NSArray enumeration performance with concurrency, Mac OS X, logarithmic scale NSArray enumeration performance with concurrency, Mac OS X, linear scale NSArray enumeration performance with concurrency, iOS, logarithmic scale NSArray enumeration performance with concurrency, iOS, linear scale

Conclusions

For small number of elements, the concurrent enumeration is by far the slowest method. This probably has to do with the additional work that needs to be done preparing the array for concurrent access and starting the threads (I don't know whether GCD or "traditional" threading is used and it doesn't matter; it's an implementation detail we shouldn't need to care about).

However, if the array is large enough all of a sudden concurrent enumeration becomes the fastest method, just as expected. On the iPhone 4S and a million entries, it took about 0.024 seconds to enumerate with concurrent enumeration, but 0.036 seconds with fast enumeration. By contrast, NSEnumeration took 0.139 seconds for the same array! That's already a pretty big difference, a factor of 5.7.

On my office 2011 iMac 24" with a Core i7 quad-core CPU, the million entries where enumerated concurrently in 0.0016 seconds.

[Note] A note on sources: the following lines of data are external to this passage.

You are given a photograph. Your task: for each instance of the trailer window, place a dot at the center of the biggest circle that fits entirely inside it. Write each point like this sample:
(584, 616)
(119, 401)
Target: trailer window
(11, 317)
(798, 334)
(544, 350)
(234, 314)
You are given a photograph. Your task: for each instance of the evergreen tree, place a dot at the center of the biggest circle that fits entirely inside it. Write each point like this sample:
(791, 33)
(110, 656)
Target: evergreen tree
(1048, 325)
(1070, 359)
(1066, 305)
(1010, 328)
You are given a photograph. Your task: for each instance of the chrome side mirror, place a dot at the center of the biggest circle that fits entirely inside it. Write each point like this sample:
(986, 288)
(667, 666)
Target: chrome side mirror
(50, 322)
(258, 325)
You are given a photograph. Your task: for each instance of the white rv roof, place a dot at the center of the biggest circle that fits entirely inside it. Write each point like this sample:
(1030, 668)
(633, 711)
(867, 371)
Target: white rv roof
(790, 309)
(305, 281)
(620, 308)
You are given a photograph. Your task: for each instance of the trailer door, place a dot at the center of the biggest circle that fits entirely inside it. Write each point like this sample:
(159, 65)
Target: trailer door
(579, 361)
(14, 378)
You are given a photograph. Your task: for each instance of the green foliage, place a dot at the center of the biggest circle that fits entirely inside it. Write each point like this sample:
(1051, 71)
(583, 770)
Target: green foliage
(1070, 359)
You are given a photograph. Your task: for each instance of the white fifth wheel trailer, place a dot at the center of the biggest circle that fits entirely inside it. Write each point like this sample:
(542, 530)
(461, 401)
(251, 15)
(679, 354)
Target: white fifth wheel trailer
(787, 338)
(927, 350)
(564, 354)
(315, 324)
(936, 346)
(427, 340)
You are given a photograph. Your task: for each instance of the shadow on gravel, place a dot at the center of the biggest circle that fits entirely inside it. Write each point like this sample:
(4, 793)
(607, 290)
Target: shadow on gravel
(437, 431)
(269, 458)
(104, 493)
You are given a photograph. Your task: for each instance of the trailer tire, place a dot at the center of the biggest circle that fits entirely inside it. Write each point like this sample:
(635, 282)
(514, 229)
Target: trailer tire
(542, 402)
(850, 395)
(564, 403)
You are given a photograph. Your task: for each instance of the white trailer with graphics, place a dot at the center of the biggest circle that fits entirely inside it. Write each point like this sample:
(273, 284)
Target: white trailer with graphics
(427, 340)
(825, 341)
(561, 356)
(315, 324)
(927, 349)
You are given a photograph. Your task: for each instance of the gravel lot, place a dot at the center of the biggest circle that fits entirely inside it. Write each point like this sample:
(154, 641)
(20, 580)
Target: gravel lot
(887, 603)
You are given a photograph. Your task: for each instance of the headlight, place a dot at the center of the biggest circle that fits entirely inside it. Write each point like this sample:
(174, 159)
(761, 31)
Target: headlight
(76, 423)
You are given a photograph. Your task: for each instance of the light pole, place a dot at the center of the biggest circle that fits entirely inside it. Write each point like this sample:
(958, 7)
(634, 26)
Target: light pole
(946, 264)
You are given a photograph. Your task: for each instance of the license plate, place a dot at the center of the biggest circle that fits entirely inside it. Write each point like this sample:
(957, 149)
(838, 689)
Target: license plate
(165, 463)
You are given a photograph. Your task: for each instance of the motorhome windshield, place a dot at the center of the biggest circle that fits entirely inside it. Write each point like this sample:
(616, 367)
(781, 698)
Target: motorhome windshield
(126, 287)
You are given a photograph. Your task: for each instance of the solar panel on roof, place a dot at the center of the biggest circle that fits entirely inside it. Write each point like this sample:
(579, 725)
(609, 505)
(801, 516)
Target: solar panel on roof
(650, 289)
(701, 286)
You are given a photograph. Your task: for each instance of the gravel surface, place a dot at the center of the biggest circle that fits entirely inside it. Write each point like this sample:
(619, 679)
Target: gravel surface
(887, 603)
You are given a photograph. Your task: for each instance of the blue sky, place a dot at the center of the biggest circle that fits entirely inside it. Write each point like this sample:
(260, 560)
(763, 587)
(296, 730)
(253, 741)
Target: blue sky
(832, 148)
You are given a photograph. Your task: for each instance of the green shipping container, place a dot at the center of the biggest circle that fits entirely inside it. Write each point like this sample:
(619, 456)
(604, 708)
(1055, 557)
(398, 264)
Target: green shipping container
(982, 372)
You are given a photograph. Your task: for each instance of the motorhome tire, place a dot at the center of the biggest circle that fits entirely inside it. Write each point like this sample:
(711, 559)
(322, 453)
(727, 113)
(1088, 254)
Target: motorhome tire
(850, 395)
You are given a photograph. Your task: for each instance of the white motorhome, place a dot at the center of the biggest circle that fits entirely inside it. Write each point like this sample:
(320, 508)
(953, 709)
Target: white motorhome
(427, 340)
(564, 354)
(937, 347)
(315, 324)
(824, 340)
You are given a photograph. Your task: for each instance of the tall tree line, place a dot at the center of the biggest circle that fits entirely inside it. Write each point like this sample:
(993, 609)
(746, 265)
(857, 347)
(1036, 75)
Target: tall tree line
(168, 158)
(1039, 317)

Fast enumeration of the same array took 0.0044 seconds and NSEnumeration 0.0093 seconds. That's a factor of 5.8 which is pretty close to the iPhone 4S results. I was expecting a bigger difference here, though. On my 2007 MacBook Pro with Core2 Duo dual-core CPU, the factor was "just" 3.7 here.

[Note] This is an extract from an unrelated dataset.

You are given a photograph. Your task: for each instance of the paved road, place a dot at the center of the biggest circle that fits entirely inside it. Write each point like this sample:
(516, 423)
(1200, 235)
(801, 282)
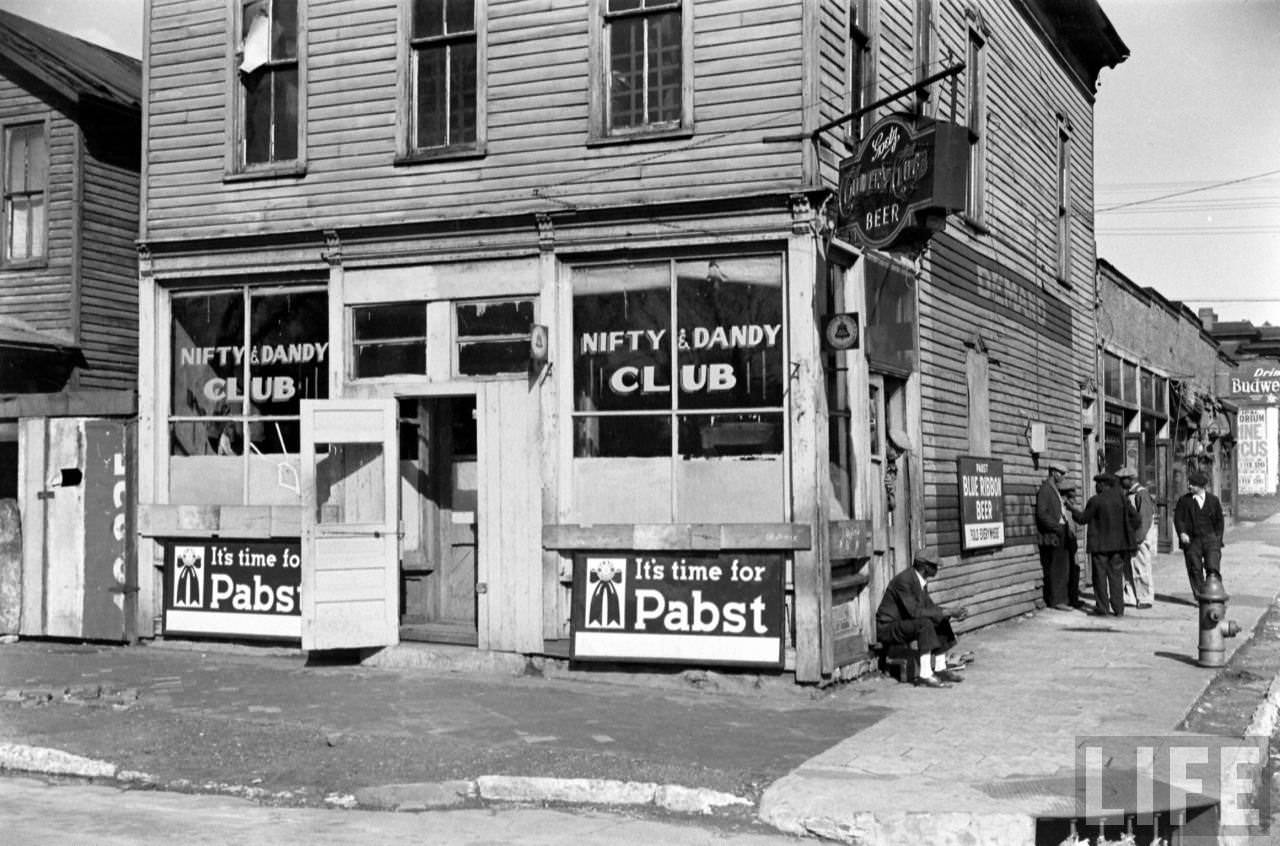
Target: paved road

The threshold when concurrent enumeration became useful was somewhere between 10,000 and 50,000 elements in my tests. With less elements, just go with normal block iteration.

Allocation

I also wanted to know whether the performance is any different depending on how the array was created. I tested two different methods:

  1. Create a C array which references the object instances and create the array using initWithObjects:count:.
  2. Create a NSMutableArray and subsequently add objects using addObject:.

There's no difference when iterating, but there is a difference when allocating: the initWithObjects:count: method is faster. With a very large number of objects, this difference can become significant. Here's an example on how to create an array with NSNumbers:

NSArray *generateArrayMalloc(NSUInteger numEntries) {
        id *entries;
        NSArray *result;
       
        entries = malloc(sizeof(id) * numEntries);
        for (NSUInteger i = 0; i < numEntries; i++) {
                entries[i] = [NSNumber numberWithUnsignedInt:i];
        }
   
        result = [NSArray arrayWithObjects:entries count:numEntries];
   
        free(entries);
        return result;
}

NSArray allocation performance, Mac OS X, logarithmic scale NSArray allocation performance, Mac OS X, linear scale NSArray allocation performance, iOS, logarithmic scale NSArray allocation performance, iOS, linear scale

How did I measure?

You can download the test application to see how I've measured. Basically I'm measuring how long it takes to iterate an array without actually doing anything else, and repeat that 1000 times. For the graph, the median for each array size was taken. Compilation was done with optimization turned off (-O0). For iOS, testing was done with an iPhone 4S. For Mac OS X, I used my 2007 MacBook Pro 17" and my office 2011 iMac 24". The graphs for Mac OS X show the results of the iMac, but on the MacBook Pro the graphs looked similar, it just was slower.